Except…aren’t you still just using somebody else’s recipe? Won’t your image look just like those created by others who purchased the same product, and by those who created the product in the first place? Is that really what we want? As high tech as that AI-powered software is, it’s not prescient, and it certainly can’t plumb your emotional being.

None of those engineers, software coders, brand ambassadors, salespeople and photographers affiliated with that product stood with you the day you captured a glorious sunrise or a rainbow that suddenly popped from beneath a mass of storm clouds filtering dappled light over the landscape. Remember how you felt when that happened? And when you looked at the back of your camera and whispered, “Holy cow, did I really just get that?”
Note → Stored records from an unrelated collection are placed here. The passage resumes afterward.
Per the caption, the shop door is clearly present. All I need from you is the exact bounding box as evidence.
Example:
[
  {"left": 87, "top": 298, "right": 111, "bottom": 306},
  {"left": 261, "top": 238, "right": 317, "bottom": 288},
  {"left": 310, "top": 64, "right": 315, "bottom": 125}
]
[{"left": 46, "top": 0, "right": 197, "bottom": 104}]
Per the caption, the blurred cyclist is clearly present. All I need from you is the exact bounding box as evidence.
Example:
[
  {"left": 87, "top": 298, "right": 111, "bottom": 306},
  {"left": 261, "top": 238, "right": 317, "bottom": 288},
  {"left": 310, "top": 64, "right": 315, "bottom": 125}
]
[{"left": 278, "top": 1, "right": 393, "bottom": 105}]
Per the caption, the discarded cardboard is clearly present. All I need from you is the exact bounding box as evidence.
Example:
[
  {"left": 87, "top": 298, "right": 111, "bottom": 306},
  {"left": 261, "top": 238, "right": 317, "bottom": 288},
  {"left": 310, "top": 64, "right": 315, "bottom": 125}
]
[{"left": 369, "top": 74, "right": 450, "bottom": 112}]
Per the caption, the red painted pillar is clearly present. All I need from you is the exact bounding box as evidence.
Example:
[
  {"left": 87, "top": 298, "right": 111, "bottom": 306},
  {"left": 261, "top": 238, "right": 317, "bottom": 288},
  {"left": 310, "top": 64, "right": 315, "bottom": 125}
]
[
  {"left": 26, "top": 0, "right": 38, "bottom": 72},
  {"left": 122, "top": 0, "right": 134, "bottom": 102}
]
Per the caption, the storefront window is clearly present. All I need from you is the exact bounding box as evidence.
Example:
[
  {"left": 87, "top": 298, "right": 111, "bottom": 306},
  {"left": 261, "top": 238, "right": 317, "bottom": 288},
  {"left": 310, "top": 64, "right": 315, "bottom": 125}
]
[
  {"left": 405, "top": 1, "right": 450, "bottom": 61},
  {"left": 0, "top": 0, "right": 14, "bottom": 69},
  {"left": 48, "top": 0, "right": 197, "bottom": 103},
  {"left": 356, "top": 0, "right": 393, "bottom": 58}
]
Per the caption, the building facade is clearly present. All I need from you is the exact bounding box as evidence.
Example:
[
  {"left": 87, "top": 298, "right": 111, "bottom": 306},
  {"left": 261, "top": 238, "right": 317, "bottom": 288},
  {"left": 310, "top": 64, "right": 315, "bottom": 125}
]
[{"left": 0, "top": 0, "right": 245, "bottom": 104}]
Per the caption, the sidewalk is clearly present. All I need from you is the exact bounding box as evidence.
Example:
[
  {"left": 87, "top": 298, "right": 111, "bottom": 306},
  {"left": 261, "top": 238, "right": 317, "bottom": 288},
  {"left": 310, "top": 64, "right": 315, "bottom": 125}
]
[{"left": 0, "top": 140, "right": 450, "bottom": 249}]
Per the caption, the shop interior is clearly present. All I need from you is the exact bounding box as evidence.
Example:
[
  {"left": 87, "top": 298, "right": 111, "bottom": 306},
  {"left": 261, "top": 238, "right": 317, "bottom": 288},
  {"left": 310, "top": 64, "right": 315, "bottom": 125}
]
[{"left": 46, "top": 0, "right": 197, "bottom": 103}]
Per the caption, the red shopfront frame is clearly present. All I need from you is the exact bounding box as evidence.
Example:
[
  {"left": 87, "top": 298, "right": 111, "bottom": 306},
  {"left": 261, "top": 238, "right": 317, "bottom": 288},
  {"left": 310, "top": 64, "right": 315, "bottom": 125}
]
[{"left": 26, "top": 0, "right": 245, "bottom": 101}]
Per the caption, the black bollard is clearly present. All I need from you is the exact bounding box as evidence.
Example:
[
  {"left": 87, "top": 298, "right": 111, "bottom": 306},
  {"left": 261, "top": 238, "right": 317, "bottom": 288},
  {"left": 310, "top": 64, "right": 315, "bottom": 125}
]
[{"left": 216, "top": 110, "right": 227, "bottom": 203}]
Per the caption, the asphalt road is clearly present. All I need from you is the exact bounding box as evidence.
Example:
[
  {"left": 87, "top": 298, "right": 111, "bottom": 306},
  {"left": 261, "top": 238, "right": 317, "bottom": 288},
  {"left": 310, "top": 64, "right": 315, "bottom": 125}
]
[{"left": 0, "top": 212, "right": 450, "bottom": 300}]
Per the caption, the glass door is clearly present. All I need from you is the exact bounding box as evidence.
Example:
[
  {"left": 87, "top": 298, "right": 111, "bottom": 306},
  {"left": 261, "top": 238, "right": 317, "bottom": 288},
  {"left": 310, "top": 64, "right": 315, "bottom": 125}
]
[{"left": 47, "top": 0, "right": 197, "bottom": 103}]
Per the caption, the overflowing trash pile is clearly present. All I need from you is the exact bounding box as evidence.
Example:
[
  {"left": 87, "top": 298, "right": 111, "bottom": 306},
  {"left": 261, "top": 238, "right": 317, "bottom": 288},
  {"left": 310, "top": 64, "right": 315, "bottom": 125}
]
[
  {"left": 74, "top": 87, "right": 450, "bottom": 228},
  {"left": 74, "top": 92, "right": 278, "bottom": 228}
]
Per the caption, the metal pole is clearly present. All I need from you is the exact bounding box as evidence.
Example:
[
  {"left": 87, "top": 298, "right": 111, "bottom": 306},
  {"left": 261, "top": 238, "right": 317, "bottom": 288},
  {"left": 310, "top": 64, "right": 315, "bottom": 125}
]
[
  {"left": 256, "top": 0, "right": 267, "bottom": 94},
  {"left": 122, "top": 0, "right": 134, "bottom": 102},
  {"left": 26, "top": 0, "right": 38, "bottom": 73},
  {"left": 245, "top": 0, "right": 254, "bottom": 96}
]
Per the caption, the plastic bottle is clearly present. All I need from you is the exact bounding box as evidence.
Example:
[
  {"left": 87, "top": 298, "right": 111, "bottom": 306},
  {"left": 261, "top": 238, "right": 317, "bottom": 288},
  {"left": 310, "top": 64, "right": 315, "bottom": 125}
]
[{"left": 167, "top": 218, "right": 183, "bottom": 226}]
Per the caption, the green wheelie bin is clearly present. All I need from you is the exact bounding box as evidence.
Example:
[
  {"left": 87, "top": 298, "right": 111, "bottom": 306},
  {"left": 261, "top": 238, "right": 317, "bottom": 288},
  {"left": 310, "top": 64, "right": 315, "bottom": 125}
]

That was your emotional experience. And it was so amazing you wanted to share it, so others could see and feel at least some sense of what you saw and felt. That’s what artists do. I worked on the above image for a couple of weeks, including quits and restarts, to get the details and the light and the colors and the clouds “right” - to mirror what my experience of that chapel was in the moment and the excitement I felt.

So make that image for yourself. Work it as long as it takes to reflect what you experienced that day. Yes, that means processing time. It might also mean taking the time to learn something you don’t currently know how to do.

But there are rewards to those efforts, and isn’t your art worth that expenditure?

And for crying out loud, can’t we all just slow down a little and begin to appreciate the life we have? I mean…chill out, bro.